What session locking is
To understand this, we first need to know that a web server does not run your PHP code in a single process. Multiple worker processes are running concurrently and they are all handling requests. Normally, visitor requests of your web page are serialized. This is also where HTTP persistent connections (a.k.a. keep-alives) come into play. By keeping the connection open for the requesting of all the assets of the page, the connection overhead is avoided. Browsers are quite smart and will always try to serialize requests for HTML pages. For the assets (images, scripts, etc.) on the page there is another strategy. The browser will download multiple assets in parallel from each unique hostname it sees referred in the HTML. It can do this by opening multiple TCP connections or by pipelining. When a browser thinks it is downloading assets it may download these for a single visitor in parallel. Session locking avoids this parallelism (by blocking) to provide reliable access to the session data in this situation.
How session locking works
This is quite easy: When you call “session_start()” PHP will block (wait) in this call until the previous script has called “session_write_close()”. On Linux it does this by relying on the “flock()” call. This is an advisory locking mechanism that blocks until the lock is released. NB: This locking time is not counted as part of the “max_execution_time” (see:set_time_limit()).

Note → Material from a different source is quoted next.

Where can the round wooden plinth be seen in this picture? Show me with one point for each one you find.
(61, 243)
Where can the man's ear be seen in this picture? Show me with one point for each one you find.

Why session locking is necessary
Session locking prevents race conditions on the shared memory that is used to store session data. Every PHP process reads the entire session storage when starting and writes it back when closing. This means that to reliably store the logging-in of a user (which is typically done in the session data) you must make sure no other process has read the session data and will overwrite your data after you have written it (since the last write wins). This is needed even more when using AJAX or IFrames since the browser considers those loads to be assets and not HTML pages (so they will be parallelized).